Target Ovarian Cancer has published an open letter to the UK Government, demanding it take action to ensure women know the symptoms.

At present, there is no effective screening process for the condition and so few women are aware that persistent bloating, abdominal pain, feeling full quickly, and needing the toilet more urgently can be early signs.

Being unaware of the symptoms can lead to late diagnosis, which may limit the treatment options available.

Ovarian cancer is the sixth-most-common cancer in females in the UK, with about 7,500 new cases every year. That’s 21 every day. It affects the organs that store the eggs needed to make babies.

Anyone with ovaries can get ovarian cancer, but it mostly affects those over 50. In many cases, the symptoms are not obvious. New data suggests there’s an ovarian cancer awareness crisis. Only 23% of women are able to name bloating as a symptom, 36% abdominal pain, 5% feeling full and just 2% urinary urgency.

There is also confusion around cervical screening, with 45% of women in Scotland wrongly believing that a cervical screening test detects ovarian cancer.Scotland is leading the way, with a diagnostic pathway that is shorter than the rest of the UK.

The charity reported in January that in England women with ovarian cancer are waiting longer for treatment than those with other cancers – on average 69 days. The only one that takes longer is kidney cancer. It also found women over 85 are twice as likely to be diagnosed in A&E than women under 50.
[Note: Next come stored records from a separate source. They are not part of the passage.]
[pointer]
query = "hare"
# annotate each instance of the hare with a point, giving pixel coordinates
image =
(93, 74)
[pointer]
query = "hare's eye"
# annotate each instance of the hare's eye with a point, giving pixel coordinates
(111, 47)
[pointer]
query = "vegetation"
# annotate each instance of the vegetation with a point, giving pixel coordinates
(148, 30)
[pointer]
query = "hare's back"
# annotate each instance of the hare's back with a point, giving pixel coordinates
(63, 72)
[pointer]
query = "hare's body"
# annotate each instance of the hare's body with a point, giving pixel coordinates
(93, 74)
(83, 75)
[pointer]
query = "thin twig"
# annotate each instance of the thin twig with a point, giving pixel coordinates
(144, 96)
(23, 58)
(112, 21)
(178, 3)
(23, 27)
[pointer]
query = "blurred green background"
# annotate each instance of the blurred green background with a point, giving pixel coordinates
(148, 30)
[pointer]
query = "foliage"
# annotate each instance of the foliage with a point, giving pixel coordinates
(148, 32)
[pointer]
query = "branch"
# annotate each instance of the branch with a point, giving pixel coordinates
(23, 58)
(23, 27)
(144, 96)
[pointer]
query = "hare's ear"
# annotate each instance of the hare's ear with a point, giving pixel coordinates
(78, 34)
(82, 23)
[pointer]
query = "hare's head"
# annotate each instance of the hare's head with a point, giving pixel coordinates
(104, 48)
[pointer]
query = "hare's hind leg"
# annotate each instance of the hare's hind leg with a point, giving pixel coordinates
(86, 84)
The new petition has 20,000 signatures of support and this week, campaigners will march to 10 Downing Street demanding that the government take urgent action to save lives.

This momentous milestone comes after the alarming findings of Target Ovarian Cancer’s latest research, which revealed four out of five women could not name the key symptom of ovarian cancer – persistent bloating.
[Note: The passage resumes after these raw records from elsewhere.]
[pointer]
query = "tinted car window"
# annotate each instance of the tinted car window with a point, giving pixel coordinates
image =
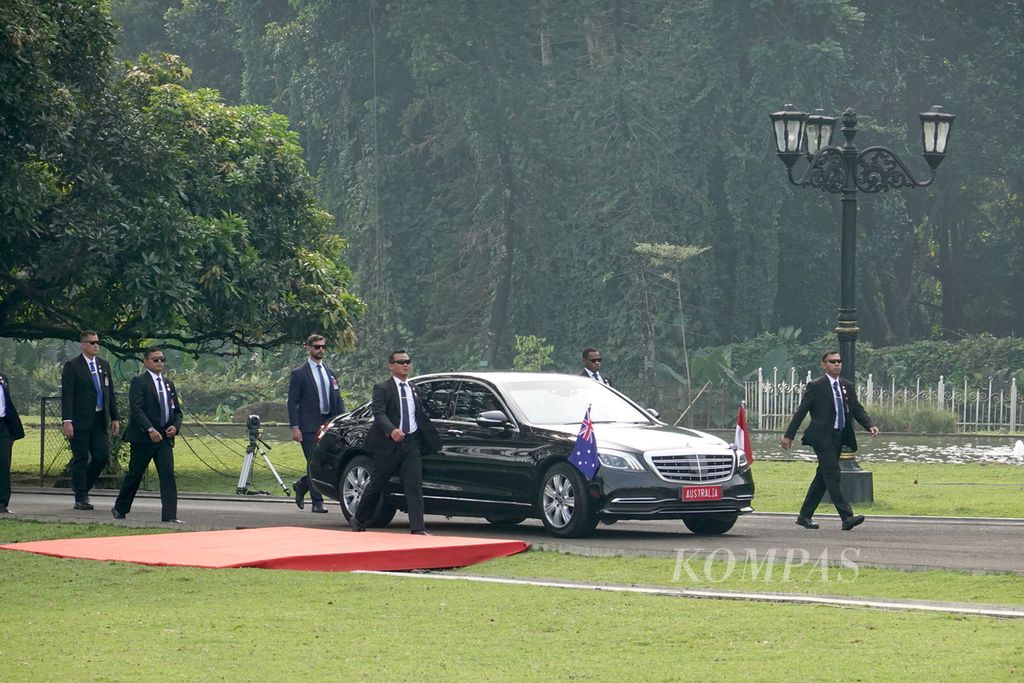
(563, 400)
(473, 399)
(437, 397)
This is in addition to the Ovarian Cancer Audit Feasibility Pilot, which revealed 14% of women diagnosed in England between 2013 and 2018 died within two months of diagnosis, and 30% died within the first year.

Annwen Jones OBE, chief Executive of Target Ovarian Cancer, said this knowledge and early diagnosis were essential in saving lives.

She said: “At Target Ovarian Cancer, we know there is a huge crisis in ovarian cancer awareness and diagnosis and are overwhelmed by the strength of support our open letter has received.

“It’s extremely sobering to see over 20,000 people come together to demand the government takes immediate action to save lives – 20,000 voices cannot be ignored.

“The reality is that too many people are dying as not enough is being done to make the symptoms of ovarian cancer known. Diagnosis is coming too late because of this. We need the government’s support to reach anyone who could be diagnosed early with this disease in order to save lives.

“We will be outside No 10 on Tuesday representing everyone who has ever been affected by ovarian cancer, and we will be standing there together for them and their loved ones.”

The open letter will tell the government what is needed to combat the crisis: dedicated ovarian cancer symptoms awareness campaigns across the UK.